Nachdem ich mein Fahrrad aus dem Bus gehievt und das ganze Gepäck festgezurrt habe, mach ich mich auf dem Weg in die Stadt. Ich muss mich ja noch mit Proviant eindecken. Spätestens um 15:30 Uhr möchte ich dann Kashan hinter mir gelassen und den Wüstenrand erreicht haben. Dann hätt ich noch 3,5 Stunden Zeit bis die Sonne untergeht. Das sollte eigentlich reichen, um bis zur Karawanserei zu kommen.
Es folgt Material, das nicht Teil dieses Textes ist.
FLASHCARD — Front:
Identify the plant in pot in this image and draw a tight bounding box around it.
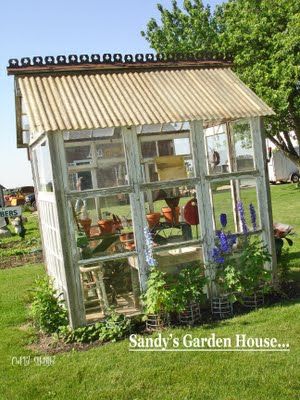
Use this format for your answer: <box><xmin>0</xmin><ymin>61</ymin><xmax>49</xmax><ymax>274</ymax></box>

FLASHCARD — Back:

Was braucht man denn für 40, notfalls auch 80 Kilometer Wüste am Stück? Gute Frage… Ich rechne einfach mal mit einem Liter Wasser auf 10 Kilometer, also knapp acht Liter Wasser insgesamt. Das müsste für die Hinfahrt und wenns sein muss auch noch für die Rücktour reichen, sollte ich z. B. unterwegs irgendwo liegenbleiben. Für heute Abend hab ich außerdem noch Reis und für morgen früh Haferflocken und ein bisschen Apfelsaft. In einem kleinen Laden kaufe ich also 5 Flaschen Wasser á 1,5 Liter, dazu passierte Tomaten und für zwischendurch eine Packung Kekse. Alles schnell irgendwo verstauen und dann gehts los.
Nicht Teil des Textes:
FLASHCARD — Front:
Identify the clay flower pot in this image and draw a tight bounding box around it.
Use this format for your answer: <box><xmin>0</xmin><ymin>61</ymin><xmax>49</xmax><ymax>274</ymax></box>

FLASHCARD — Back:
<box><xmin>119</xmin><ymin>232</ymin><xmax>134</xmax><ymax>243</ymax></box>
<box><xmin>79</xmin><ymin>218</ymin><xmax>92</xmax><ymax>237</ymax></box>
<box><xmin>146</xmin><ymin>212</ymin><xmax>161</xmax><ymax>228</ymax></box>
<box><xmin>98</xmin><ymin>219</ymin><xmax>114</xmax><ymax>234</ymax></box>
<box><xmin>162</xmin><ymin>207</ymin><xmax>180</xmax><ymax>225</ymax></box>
Ich verlasse Kashan und durchquere die kleine Stadt Aran. Irgendwie merke ich, dass ich ziemlich nervös und angespannt bin. Warum eigentlich? Es sind nur 40 Kilometer, ich hab reichlich zu Essen und Trinken dabei und auf meiner gesamten Reise hatte mein Rad noch keinen einzigen Defekt, abgesehen von einem Platten nach 7000 Kilometern. Von daher ist doch eigentlich alles im grünen Bereich. Aber trotzdem hab ich ziemlichen Respekt vor dieser Strecke. Es ist für mich ja das erste Mal, dass ich mit dem Fahrrad in die Wüste fahre.
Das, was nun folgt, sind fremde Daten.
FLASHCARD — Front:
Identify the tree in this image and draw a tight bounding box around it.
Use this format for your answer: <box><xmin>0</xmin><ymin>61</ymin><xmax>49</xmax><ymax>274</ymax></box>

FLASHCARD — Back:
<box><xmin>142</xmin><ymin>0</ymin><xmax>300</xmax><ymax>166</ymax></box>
Hinter Aran passiere ich eine Station des Roten Halbmondes. Quasi der letzte Außenposten. Als ich vorbeifahren will, streckt Sayd seinen Kopf zur Tür heraus und winkt mich zu sich ins Haus. Ich soll mich in eine Liste eintragen. Nur meinen Namen. Das Datum und den Rest ergänzt Sayd auf Farsi. Da er gerade am Kochen ist, lädt er mich gleich noch zum Essen ein. Es gibt Rührei, Fleisch und Brot. Eine ganze Pfanne voll. Das reicht locker für zwei. Sayd gibt mir noch ein paar Tipps zur Strecke. Vor allem meint er, dass ich ein bisschen beim Zelten aufpassen soll. Hier gibts nämlich Skorpione. Die sind jetzt wohl nicht mehr so aktiv, es könnt aber trotzdem sein, dass ich einem begegne. Und um seine Aussage etwas zu unterstreichen, steigt er auf eine Leiter, holt von einem Schrank eine Dose herunter und zeigt mir zwei Skorpione, die er vor kurzem hier gefangen hat. Na dann, gut zu wissen….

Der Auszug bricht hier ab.